# Torch coral melting



## mattdean (Oct 23, 2010)

Any ideas. Not brown jelly. No obvious signs of pests. Not too much flow. Water parameters are all good. no clues.

Just put the 3 head frag in on Saturday. All the other frags I bought with this one are fine. here's a couple of pics. sorry for the bad quality


----------



## Yellowtang (May 26, 2015)

Matt is there a chance that it might have been stung by one of your anemones in your tank?


----------



## mattdean (Oct 23, 2010)

It was very isolated and away from any other corals.


----------



## notclear (Nov 5, 2011)

Torches and hammers are said to be easy but I also don't have any idea from time to time they just melted for reasons that I also couldn't figure out!


----------



## tom g (Jul 8, 2009)

*torch*

I have the same problem....i find the ones that come in at the stores
and are brought in from whereever are hit and miss i have more 
luck from ones from fellow reefers


----------



## mattdean (Oct 23, 2010)

I got it at the Brantford Coral show from GTACoral, I believe. Weird. It was a rainbow and gorgeous.


----------



## Sea MunnKey (Oct 2, 2014)

Way back ... picked a healthy four heads RR Aussie Golden Torch colony & place it in my tank ... didn't even lasted a month. Couple hundred bucks gone ...

Recently picked a wild 4 heads Indo Orange tipped Torch ... 2 heads died 2 days after & the other half have survived ...


----------



## TBemba (Jan 11, 2010)

Haven't had the pleasure of a torch yet but I picked up a hammer 5 months ago and it was doing great I moved it to the back of the tank and it started to shrivel up and was looking terrible. In the mean time I picked up a Wall Hammer and placed it under the power head when the other hammer was and was doing well. It looks amazing.
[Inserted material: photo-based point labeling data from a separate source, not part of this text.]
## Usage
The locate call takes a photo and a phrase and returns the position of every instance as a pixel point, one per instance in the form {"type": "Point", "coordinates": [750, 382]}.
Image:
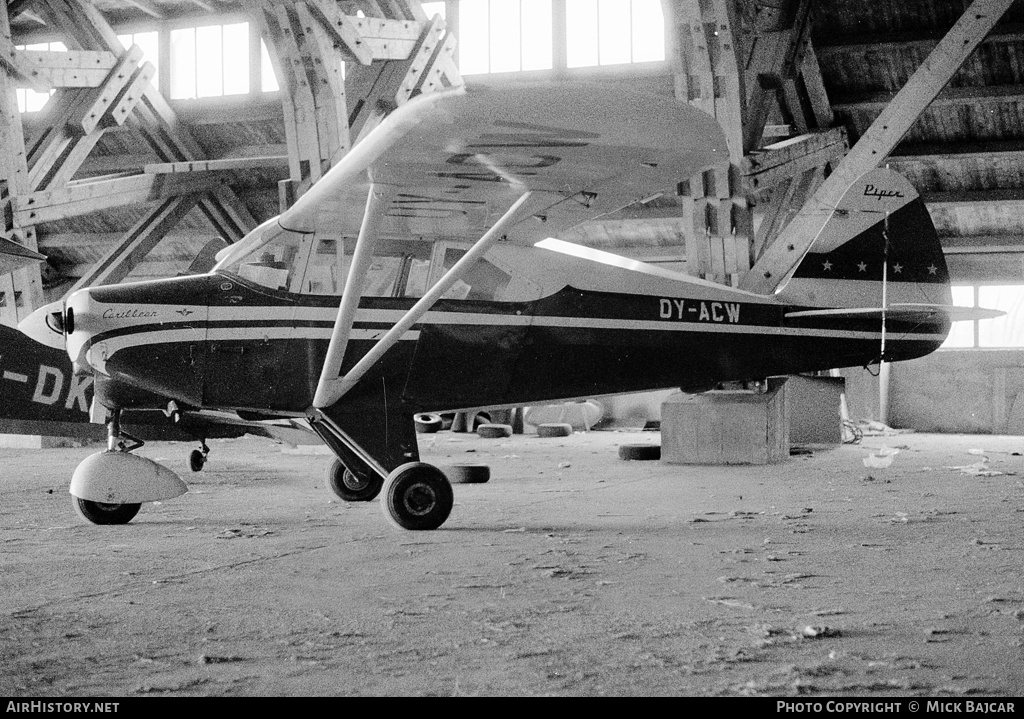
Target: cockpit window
{"type": "Point", "coordinates": [397, 269]}
{"type": "Point", "coordinates": [272, 263]}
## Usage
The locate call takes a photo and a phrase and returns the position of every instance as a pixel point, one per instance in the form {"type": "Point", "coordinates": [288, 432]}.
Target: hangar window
{"type": "Point", "coordinates": [1005, 332]}
{"type": "Point", "coordinates": [504, 36]}
{"type": "Point", "coordinates": [30, 100]}
{"type": "Point", "coordinates": [210, 60]}
{"type": "Point", "coordinates": [613, 32]}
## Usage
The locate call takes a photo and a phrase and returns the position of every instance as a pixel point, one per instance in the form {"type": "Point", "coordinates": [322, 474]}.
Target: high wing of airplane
{"type": "Point", "coordinates": [423, 273]}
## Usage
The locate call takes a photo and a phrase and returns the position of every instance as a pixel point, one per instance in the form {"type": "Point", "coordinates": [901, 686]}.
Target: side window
{"type": "Point", "coordinates": [482, 282]}
{"type": "Point", "coordinates": [328, 268]}
{"type": "Point", "coordinates": [274, 263]}
{"type": "Point", "coordinates": [398, 268]}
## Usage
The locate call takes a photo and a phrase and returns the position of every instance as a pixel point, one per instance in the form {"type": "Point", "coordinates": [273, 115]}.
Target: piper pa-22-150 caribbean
{"type": "Point", "coordinates": [423, 273]}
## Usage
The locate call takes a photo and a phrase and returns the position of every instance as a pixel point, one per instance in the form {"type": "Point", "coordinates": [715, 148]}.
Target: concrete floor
{"type": "Point", "coordinates": [569, 573]}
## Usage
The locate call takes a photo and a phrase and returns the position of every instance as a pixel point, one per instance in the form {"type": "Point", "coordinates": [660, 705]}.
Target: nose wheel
{"type": "Point", "coordinates": [198, 458]}
{"type": "Point", "coordinates": [351, 487]}
{"type": "Point", "coordinates": [102, 513]}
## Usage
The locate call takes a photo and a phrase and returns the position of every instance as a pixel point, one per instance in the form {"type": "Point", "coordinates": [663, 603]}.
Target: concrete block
{"type": "Point", "coordinates": [814, 410]}
{"type": "Point", "coordinates": [727, 427]}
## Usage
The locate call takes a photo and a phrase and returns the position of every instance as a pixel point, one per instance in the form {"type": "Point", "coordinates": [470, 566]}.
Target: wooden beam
{"type": "Point", "coordinates": [86, 28]}
{"type": "Point", "coordinates": [947, 97]}
{"type": "Point", "coordinates": [778, 260]}
{"type": "Point", "coordinates": [146, 7]}
{"type": "Point", "coordinates": [343, 30]}
{"type": "Point", "coordinates": [25, 283]}
{"type": "Point", "coordinates": [773, 72]}
{"type": "Point", "coordinates": [770, 166]}
{"type": "Point", "coordinates": [139, 241]}
{"type": "Point", "coordinates": [388, 39]}
{"type": "Point", "coordinates": [249, 163]}
{"type": "Point", "coordinates": [57, 155]}
{"type": "Point", "coordinates": [83, 197]}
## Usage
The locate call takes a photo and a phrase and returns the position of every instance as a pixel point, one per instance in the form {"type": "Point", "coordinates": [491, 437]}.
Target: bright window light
{"type": "Point", "coordinates": [182, 62]}
{"type": "Point", "coordinates": [648, 31]}
{"type": "Point", "coordinates": [613, 32]}
{"type": "Point", "coordinates": [268, 81]}
{"type": "Point", "coordinates": [504, 36]}
{"type": "Point", "coordinates": [236, 54]}
{"type": "Point", "coordinates": [1007, 331]}
{"type": "Point", "coordinates": [581, 40]}
{"type": "Point", "coordinates": [537, 40]}
{"type": "Point", "coordinates": [30, 100]}
{"type": "Point", "coordinates": [961, 333]}
{"type": "Point", "coordinates": [210, 61]}
{"type": "Point", "coordinates": [474, 30]}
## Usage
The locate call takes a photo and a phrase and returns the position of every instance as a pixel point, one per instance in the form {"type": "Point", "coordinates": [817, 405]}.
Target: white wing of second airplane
{"type": "Point", "coordinates": [451, 163]}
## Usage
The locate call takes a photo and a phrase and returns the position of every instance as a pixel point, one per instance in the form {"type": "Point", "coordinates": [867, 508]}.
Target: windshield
{"type": "Point", "coordinates": [273, 261]}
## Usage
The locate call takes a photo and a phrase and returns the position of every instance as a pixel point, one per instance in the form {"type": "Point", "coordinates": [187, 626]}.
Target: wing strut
{"type": "Point", "coordinates": [361, 257]}
{"type": "Point", "coordinates": [332, 387]}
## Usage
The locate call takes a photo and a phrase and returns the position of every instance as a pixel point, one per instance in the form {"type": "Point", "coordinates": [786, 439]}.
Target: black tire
{"type": "Point", "coordinates": [495, 431]}
{"type": "Point", "coordinates": [349, 485]}
{"type": "Point", "coordinates": [468, 473]}
{"type": "Point", "coordinates": [554, 429]}
{"type": "Point", "coordinates": [417, 496]}
{"type": "Point", "coordinates": [427, 424]}
{"type": "Point", "coordinates": [101, 513]}
{"type": "Point", "coordinates": [639, 452]}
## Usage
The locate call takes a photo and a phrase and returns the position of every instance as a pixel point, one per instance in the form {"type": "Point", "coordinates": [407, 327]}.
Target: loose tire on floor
{"type": "Point", "coordinates": [495, 431]}
{"type": "Point", "coordinates": [417, 496]}
{"type": "Point", "coordinates": [101, 513]}
{"type": "Point", "coordinates": [468, 473]}
{"type": "Point", "coordinates": [428, 423]}
{"type": "Point", "coordinates": [350, 487]}
{"type": "Point", "coordinates": [639, 452]}
{"type": "Point", "coordinates": [554, 429]}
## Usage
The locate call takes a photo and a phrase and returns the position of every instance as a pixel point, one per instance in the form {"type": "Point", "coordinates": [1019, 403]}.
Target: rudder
{"type": "Point", "coordinates": [880, 229]}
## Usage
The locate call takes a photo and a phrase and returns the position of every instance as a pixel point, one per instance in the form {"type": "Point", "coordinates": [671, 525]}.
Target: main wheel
{"type": "Point", "coordinates": [417, 496]}
{"type": "Point", "coordinates": [351, 488]}
{"type": "Point", "coordinates": [101, 513]}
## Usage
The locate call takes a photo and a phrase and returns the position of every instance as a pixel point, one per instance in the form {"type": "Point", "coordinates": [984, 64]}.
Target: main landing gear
{"type": "Point", "coordinates": [109, 488]}
{"type": "Point", "coordinates": [416, 496]}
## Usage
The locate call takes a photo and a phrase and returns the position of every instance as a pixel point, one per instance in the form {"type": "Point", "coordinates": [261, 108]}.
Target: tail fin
{"type": "Point", "coordinates": [880, 230]}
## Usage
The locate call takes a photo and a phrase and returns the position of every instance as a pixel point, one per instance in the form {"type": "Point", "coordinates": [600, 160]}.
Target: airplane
{"type": "Point", "coordinates": [423, 273]}
{"type": "Point", "coordinates": [41, 393]}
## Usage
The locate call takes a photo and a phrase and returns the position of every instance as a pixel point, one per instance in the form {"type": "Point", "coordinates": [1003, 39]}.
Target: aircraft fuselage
{"type": "Point", "coordinates": [218, 341]}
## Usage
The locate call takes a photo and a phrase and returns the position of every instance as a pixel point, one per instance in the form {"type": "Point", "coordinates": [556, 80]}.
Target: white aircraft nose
{"type": "Point", "coordinates": [44, 325]}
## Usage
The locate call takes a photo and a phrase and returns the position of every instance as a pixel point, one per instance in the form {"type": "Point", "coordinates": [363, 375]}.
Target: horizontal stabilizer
{"type": "Point", "coordinates": [904, 310]}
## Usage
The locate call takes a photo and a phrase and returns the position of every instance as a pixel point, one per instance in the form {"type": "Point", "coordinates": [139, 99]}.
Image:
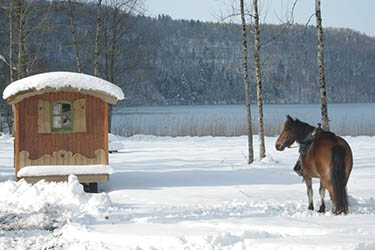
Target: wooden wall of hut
{"type": "Point", "coordinates": [40, 144]}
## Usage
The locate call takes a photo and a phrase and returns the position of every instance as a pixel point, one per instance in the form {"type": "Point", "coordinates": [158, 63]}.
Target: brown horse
{"type": "Point", "coordinates": [329, 158]}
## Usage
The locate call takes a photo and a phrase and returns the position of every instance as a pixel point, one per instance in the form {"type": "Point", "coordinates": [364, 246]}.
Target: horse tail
{"type": "Point", "coordinates": [338, 179]}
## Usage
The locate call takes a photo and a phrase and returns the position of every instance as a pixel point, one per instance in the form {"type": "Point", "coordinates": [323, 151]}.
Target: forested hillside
{"type": "Point", "coordinates": [165, 61]}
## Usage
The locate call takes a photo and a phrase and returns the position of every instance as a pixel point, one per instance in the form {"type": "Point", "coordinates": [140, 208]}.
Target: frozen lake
{"type": "Point", "coordinates": [230, 120]}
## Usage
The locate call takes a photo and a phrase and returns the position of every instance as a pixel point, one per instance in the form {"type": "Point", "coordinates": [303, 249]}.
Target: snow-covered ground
{"type": "Point", "coordinates": [187, 193]}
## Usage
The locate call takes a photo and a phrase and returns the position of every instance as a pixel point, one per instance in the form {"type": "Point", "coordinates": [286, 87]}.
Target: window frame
{"type": "Point", "coordinates": [62, 130]}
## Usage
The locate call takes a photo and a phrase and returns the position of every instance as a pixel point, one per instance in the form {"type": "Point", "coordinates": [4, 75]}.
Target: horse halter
{"type": "Point", "coordinates": [289, 139]}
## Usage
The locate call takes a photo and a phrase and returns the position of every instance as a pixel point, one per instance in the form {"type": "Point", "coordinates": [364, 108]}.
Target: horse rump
{"type": "Point", "coordinates": [338, 179]}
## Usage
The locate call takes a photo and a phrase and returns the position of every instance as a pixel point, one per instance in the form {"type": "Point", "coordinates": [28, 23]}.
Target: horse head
{"type": "Point", "coordinates": [287, 136]}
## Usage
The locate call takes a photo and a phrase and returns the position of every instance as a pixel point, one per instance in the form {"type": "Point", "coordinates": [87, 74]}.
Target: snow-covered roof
{"type": "Point", "coordinates": [61, 170]}
{"type": "Point", "coordinates": [58, 80]}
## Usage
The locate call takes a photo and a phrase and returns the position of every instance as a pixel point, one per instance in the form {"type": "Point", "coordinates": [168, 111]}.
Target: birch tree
{"type": "Point", "coordinates": [246, 85]}
{"type": "Point", "coordinates": [97, 38]}
{"type": "Point", "coordinates": [322, 83]}
{"type": "Point", "coordinates": [258, 79]}
{"type": "Point", "coordinates": [74, 37]}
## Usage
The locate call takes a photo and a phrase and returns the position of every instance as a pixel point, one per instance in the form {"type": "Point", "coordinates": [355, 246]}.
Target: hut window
{"type": "Point", "coordinates": [62, 116]}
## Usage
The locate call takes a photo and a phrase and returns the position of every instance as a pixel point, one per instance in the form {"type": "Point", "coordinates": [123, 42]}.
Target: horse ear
{"type": "Point", "coordinates": [289, 118]}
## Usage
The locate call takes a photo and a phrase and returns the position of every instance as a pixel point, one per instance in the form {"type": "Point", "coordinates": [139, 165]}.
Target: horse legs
{"type": "Point", "coordinates": [322, 192]}
{"type": "Point", "coordinates": [308, 181]}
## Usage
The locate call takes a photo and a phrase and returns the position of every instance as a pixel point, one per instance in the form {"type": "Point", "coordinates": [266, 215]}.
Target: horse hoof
{"type": "Point", "coordinates": [322, 209]}
{"type": "Point", "coordinates": [311, 207]}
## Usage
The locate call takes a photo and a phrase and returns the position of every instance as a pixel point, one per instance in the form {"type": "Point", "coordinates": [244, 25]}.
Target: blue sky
{"type": "Point", "coordinates": [358, 15]}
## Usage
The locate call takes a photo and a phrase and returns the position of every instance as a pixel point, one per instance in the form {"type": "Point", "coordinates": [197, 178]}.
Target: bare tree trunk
{"type": "Point", "coordinates": [322, 82]}
{"type": "Point", "coordinates": [11, 77]}
{"type": "Point", "coordinates": [246, 84]}
{"type": "Point", "coordinates": [258, 76]}
{"type": "Point", "coordinates": [97, 37]}
{"type": "Point", "coordinates": [74, 38]}
{"type": "Point", "coordinates": [21, 65]}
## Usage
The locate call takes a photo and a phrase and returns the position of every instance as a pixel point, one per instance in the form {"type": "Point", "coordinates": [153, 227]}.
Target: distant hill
{"type": "Point", "coordinates": [192, 62]}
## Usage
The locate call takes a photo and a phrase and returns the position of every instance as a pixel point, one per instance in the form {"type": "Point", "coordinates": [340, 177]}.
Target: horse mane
{"type": "Point", "coordinates": [302, 130]}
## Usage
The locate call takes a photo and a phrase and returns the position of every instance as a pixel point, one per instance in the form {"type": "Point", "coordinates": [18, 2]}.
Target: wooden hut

I moved the other hammer right up next to the wall and its out and doing great.

I think it has something to do with placement and they like a little flow to make them move a bit.


----------



## Jmbret (Nov 6, 2010)

Could it be something related to the acclimatization procedure?


----------



## Keith T (Sep 24, 2009)

I have the same problem, torches I have had for years will all of a sudden lose a head. I have never been able to figure it out.
Keith.


----------



## mattdean (Oct 23, 2010)

Serious bummer. Looks like it's a goner. It was so beautiful too.


----------